Mahkemece bozmaya uyularak yeniden yapılan yargılama sonucunda; davanın kısmen kabulüne karar verilmiştir.

Mahkeme kararı davalı … vekili tarafından temyiz edilmekle; kesinlik, süre, temyiz şartı ve diğer usul eksiklikleri yönünden yapılan ön inceleme sonucunda, temyiz dilekçesinin kabulüne karar verildikten ve Tetkik Hâkimi tarafından hazırlanan rapor dinlendikten sonra dosyadaki belgeler incelenip gereği düşünüldü:

I. DAVA
Davacı vekili, davacı idaresindeki araca davalıların sürücü, işleten ve trafik sigortacısı olduğu römorklu çekicinin 20.09.2012 tarihinde çarpması sonucunda maddi hasarlı ve yaralanmalı trafik kazasının meydana geldiğini, kazanın meydana gelmesinde davalı sürücünün tam kusurlu olduğunu, kaza sonucunda davacının sağ ayağının ve sol omzunun kırıldığını, sol elinin parçalandığını, başından ve sol bacağından yaralandığını, davacının Rafineri Bölümü’nden mezun olduğunu, vergi mükellefi olup gezici kimyasal madde satış mümessili olduğunu, 2010 yılından beri bir firma ile acente sözleşmesi ile çalışıp 2.000,00 TL maaşı olduğunu ve primlerle birlikte aylık gelirinin 6.000,00 TL-7.000,00 TL arasında olduğunu, davacının kaza sonrasında kazanç kaybından kaynaklanan maddi zararının değerinin tam ve kesin olarak belirlenebilmesinin mümkün olduğu anda arttırılmak üzere şimdilik 15.000,00 TL maddi tazminatın, maluliyetinden kaynaklanan 250,00 TL maddi tazminatın, tedavi ve ulaşım masraflarından kaynaklanan maddi zararı nedeniyle şimdilik 500,00 TL maddi tazminatın, davacının kaza sonrasında kendisine bir bakıcı tuttuğunu bakıcıya aylık 750,00 TL ödeme yaptığını bu yönden de bakıcı ücretinden kaynaklanan maddi zararı nedeniyle şimdilik 2.250,00 TL maddi tazminatın olay tarihinden itibaren işleyecek yasal faiziyle birlikte davalılardan müteselsilen tahsiline, 30.000,00 TL manevi tazminatın olay tarihinden itibaren işleyecek yasal faizi ile birlikte sürücü ve işletenden müteselsilen tahsiline karar verilmesini talep ve dava etmiş, 15.12.2015 tarihli ıslah dilekçesiyle sürekli iş göremezlik tazminatı talebini 96.462,40 TL’ye artırmış, dava dilekçesindeki diğer taleplerin aynen kabulü ile maddi tazminat talebini toplam 114.212,40 TL’ye yükseltmiştir.

II. CEVAP
Davalılar … ve … vekili, kusura itiraz ederek talep edilen tazminatların fahiş olduğunu belirterek davanın reddine karar verilmesini istemiştir.

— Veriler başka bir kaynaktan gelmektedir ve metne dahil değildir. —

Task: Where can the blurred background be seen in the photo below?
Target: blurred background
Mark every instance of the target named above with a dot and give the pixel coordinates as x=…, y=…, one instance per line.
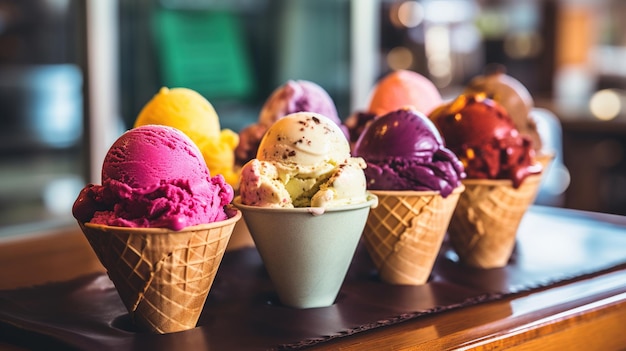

Davalı … vekili, poliçe hükümlerini tekrarla davanın reddine karar verilmesini istemiştir.

III. MAHKEME KARARI
Mahkemece, iddia, savunma, toplanan deliller ve benimsenen bilirkişi raporuna göre; davanın kısmen kabulü ile; sürekli iş göremezlik zararı karşılığı 96.462,40 TL, geçici iş göremezlik zararı karşılığı 10.500,00 TL, tedavi giderleri karşılığı 500,00 TL, bakıcı gideri karşılığı 2.250,00 TL olmak üzere toplam 109.712,40 TL maddi tazminatın davalılar … ve …’dan kaza tarihi olan 20.09.2012 tarihinden itibaren, davalı … yönünden ise dava tarihi olan 06/12/2012 tarihinden itibaren işleyecek yasal faizi ile birlikte davalılardan müştereken ve müteselsilen tahsili ile davacıya ödenmesine, davalı … şirketinin poliçe limiti ile sınırlı olarak sorumlu tutulmasına, davacının uğradığı manevi zarar karşılığı takdir olunan 15.000,00 TL manevi tazminatın davalılar … ve …’dan kaza tarihi olan 20.09.2012 tarihinden itibaren işleyecek yasal faizi ile birlikte müştereken ve müteselsilen tahsili ile davacıya ödenmesine, davacının fazlaya ilişkin geçici iş görememezlik zararı ile manevi tazminata ilişkin istemlerinin reddine karar verilmiştir.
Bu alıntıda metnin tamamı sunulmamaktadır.